My two cent's worth; everyone I know who has the skill and money is exploring the limits of locally running LLMs. At the same time the Chinese see an opportuning to diminish the competitive threat from the USA by releasing smaller. more powerful models. These can be run locally and come close to proprietary models 10-100x their size. We're also seeing self-improving models and agent teams working well. It's hard to see any of the proprietary model providers surviving, let alone all, and the investment in new data-centres will steadily decline. All this against the backdrop of a global energy crisis. fun times.

Pawel Brodzinski's avatar

My favorite question applies: What does the endgame look like?

How long would the unconstrained demand curve look like it does now? Expand it some time into the future, and even with infinite capital, hardware capabilities, and custom chips, it's unsustainable for either major player.

If so, then taking over dissatisfied users from competitors isn't as surefire a move as it looks. These are, after all, the heaviest users. Those for whom the economic bill might look even worse than it does for the free tier.
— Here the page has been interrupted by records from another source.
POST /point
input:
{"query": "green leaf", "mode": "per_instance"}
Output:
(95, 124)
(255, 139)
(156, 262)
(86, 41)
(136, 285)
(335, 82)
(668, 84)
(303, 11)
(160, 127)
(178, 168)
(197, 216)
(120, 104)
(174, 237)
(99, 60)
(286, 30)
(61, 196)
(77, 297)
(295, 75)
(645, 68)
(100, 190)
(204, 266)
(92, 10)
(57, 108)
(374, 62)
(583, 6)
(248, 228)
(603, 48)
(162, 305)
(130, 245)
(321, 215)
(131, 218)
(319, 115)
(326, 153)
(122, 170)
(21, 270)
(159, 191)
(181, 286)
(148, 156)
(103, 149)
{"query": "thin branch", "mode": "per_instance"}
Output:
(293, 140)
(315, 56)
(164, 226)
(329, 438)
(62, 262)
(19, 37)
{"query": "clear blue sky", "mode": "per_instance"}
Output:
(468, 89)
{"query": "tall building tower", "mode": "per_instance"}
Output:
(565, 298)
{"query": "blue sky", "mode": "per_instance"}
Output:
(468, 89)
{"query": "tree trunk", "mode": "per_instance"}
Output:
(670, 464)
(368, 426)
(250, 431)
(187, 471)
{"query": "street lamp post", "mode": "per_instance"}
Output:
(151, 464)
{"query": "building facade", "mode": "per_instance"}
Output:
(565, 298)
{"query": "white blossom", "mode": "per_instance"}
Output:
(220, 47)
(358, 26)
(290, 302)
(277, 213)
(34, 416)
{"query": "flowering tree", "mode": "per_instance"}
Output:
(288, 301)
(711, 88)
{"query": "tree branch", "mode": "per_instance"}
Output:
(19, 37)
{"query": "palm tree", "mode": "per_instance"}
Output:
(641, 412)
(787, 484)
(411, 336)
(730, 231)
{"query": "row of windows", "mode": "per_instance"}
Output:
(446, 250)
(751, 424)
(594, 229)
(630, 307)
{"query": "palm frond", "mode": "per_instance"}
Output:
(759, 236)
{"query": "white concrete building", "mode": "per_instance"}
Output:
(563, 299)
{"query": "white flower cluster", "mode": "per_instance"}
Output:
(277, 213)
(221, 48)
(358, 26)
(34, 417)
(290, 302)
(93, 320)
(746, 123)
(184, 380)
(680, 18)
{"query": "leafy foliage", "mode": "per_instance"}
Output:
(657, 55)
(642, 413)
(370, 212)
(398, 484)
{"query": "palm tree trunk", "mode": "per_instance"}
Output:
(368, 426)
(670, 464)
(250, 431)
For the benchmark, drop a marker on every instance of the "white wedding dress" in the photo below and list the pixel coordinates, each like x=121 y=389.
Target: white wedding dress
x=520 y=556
Small wonder that Claude Code bans OpenClaw. It's literally like saying, "Dear OpenClawers, go to where the founder is—OpenAI—for them to pay your bills."

Technically, we can generate as much compute demand as we wish. And since this whole thing is still subsidized, no throttling means as much taking over the traffic as it means a suicide (semi-infinite money or not).

Being the first is overrated. As we know from history.